Sábado, 09 de Fevereiro de 2019 - 08:21

O tempo não tem voz mas como fala!

por João Carlos Teixeira Gomes

O tempo não tem voz mas como fala!
Foto: Arquivo Pessoal

Soneto da sala

 

O tempo jaz na sala emparedado.

Um relógio bate horas vagarosas.

No retrato da parede, esgarçado,

uma moça de tranças colhe rosas.

 

Pouco a pouco a poeira do passado

pausa leve nas formas vaporosas.

Camafeus, com seu brilho nacarado,

mostram damas em poses langorosas.

 

Cai do sótão um luar emoliente

que a memória confunde nos seus laços

e tudo que se foi traz ao presente.

 

Roçando os velhos móveis, pela sala,

o silencio , prudente, oculta os passos.

O tempo não tem voz mas como fala!

 

 

 

 

 

Transcendência

 

Sei que estás nesta sala e não me falas.

Sei que aqui estás, e não me alcanças.

Levitas, e por isso és transcendência.

Em outra órbita circulas, que te isola.

 

E, no entanto, és mais que um pressentimento.

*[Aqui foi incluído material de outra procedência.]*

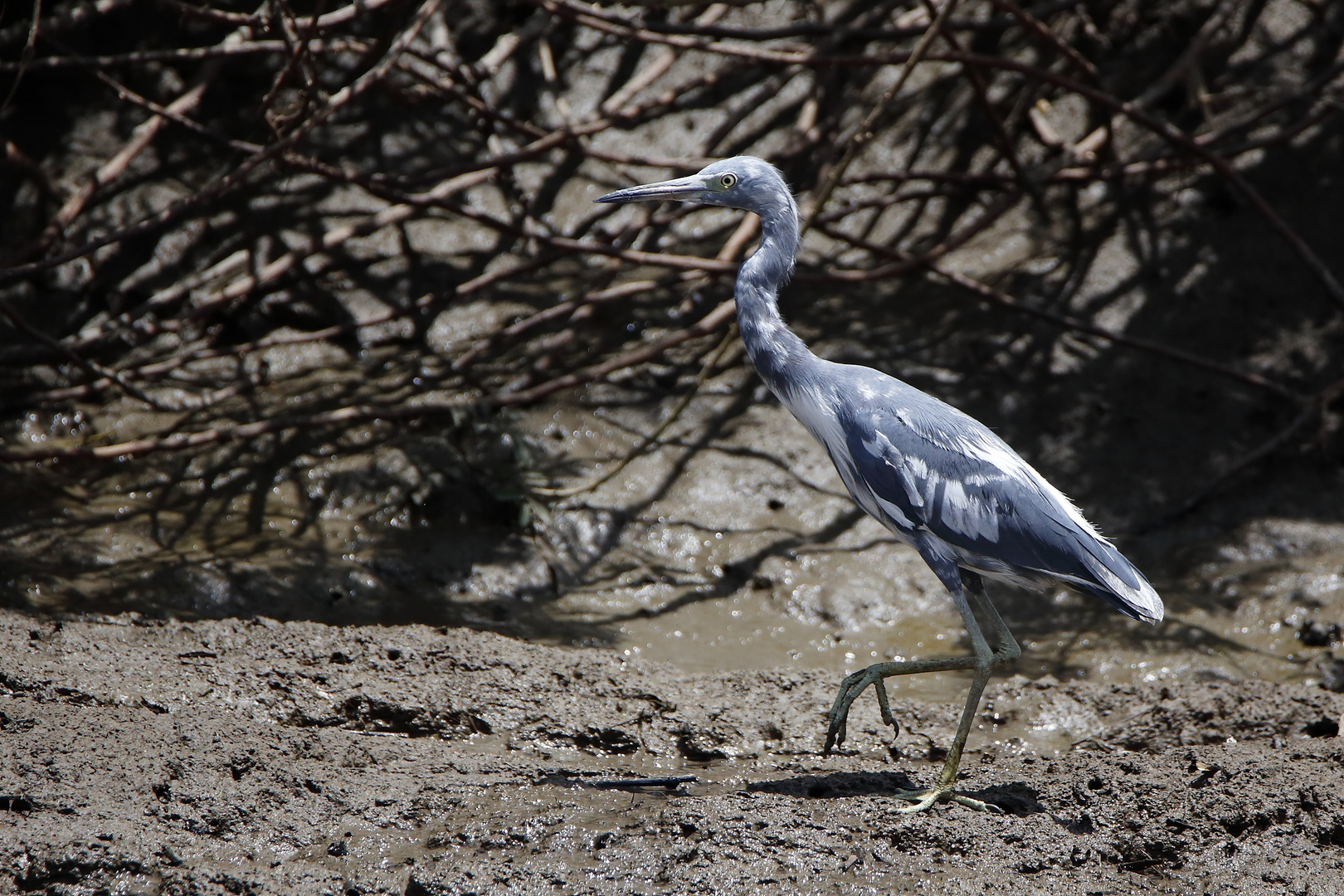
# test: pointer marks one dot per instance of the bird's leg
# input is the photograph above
(986, 663)
(856, 683)
(983, 663)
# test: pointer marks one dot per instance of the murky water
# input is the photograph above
(745, 553)
(728, 546)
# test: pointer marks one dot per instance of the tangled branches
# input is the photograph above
(236, 223)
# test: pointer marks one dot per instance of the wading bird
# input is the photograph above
(937, 479)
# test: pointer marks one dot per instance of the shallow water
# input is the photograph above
(752, 557)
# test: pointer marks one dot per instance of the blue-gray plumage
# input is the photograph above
(936, 477)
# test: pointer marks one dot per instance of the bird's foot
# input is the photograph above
(925, 798)
(850, 689)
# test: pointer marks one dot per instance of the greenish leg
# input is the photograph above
(984, 663)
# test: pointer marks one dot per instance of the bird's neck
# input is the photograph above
(777, 353)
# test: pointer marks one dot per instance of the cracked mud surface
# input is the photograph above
(299, 758)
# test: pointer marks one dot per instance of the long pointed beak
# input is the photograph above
(684, 188)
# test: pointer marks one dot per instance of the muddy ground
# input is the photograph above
(253, 757)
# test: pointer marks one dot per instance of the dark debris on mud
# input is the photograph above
(265, 758)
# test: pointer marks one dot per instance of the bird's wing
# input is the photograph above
(940, 470)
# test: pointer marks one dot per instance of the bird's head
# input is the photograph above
(743, 182)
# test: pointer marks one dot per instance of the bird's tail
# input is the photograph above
(1118, 581)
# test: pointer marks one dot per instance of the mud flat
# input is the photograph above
(251, 757)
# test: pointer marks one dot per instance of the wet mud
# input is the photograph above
(254, 757)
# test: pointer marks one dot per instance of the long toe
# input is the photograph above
(923, 800)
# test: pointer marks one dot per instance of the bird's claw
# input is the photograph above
(850, 689)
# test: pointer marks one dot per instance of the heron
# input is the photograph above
(937, 479)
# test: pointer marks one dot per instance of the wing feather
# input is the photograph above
(953, 477)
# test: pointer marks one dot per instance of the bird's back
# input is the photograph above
(947, 484)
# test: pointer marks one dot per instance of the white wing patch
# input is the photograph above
(969, 516)
(1004, 458)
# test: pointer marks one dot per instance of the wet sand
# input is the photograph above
(145, 757)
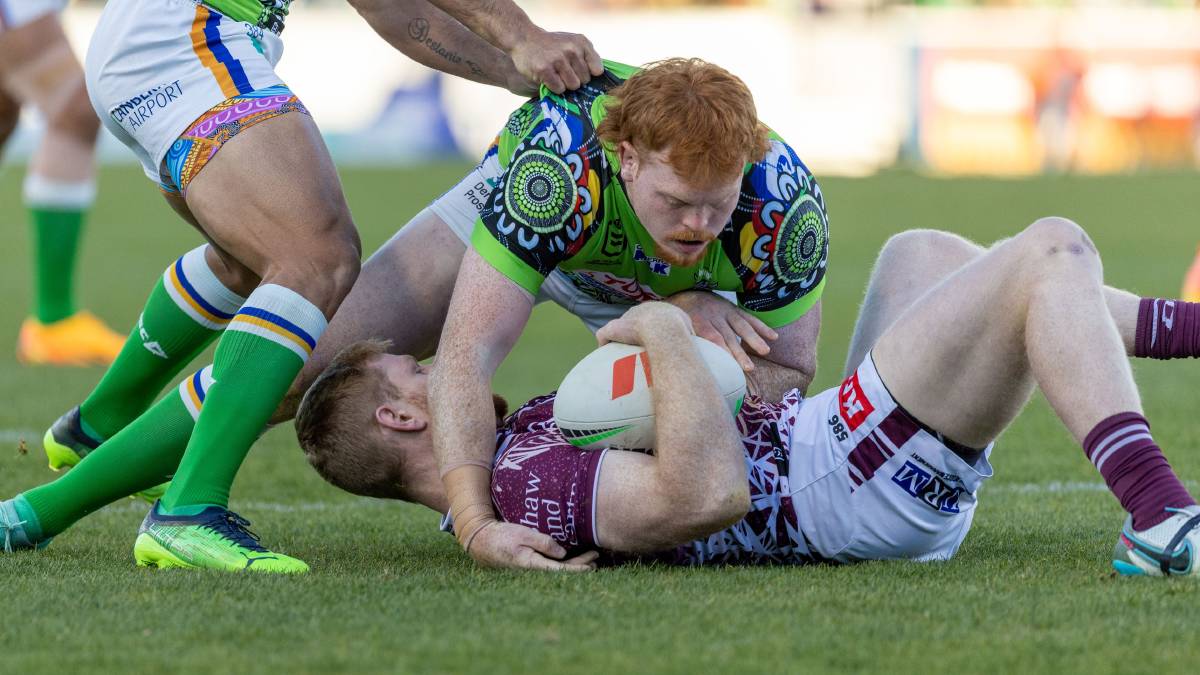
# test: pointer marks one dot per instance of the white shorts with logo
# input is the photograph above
(155, 66)
(460, 207)
(16, 13)
(869, 483)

Algo cheio de carência e ansiedade.

Aqui estás, esforças por mostrar-te

mas a matéria é outra esfera, inatingível.

 

Buscas nas sombras a revelação

das tuas leves formas inassumidas.

Sentas em minha cadeira ternamente,

 

pousas na escuridão teus gestos brancos

que confuso não entendo mas percebo

 e te vais quando a manhã descerra os olhos.

 

 

 

 

 

Sol e rosa

 

Rosa e sol, sol e rosa, ocluso sonho,

corpos de amor em si compactados,

no êxtase em que o sonho recomponho

por glória dos amantes jubilados

 

No fogo ardem, no fogo a rosa cresce,

pelo nobre delírio aglutinados,

além da carne jovem que estremece sob

o jugo dos amantes sujeitados.

 

Rosa é o amor nascido em rubras chamas,

doira o sol nas centelhas projetadas

no sonho que desata as suas flamas

 

por sobre a legião doida e fremente

das almas a girar, apaixonadas,

pela rosa e pelo sol de um sonho ardente.

 

 

 

 

 

Janeiro

 

Janeiro, Sol e salsugem. Ao mês primeiro

é justo que consagre um canto de louvor,

o tempo evocando em que, à frente de um saveiro, aos altos mares me lancei e me fiz navegador.

 

O sol ardia forte mas havia brisas mansas

varrendo os caminhos da infância que se foi.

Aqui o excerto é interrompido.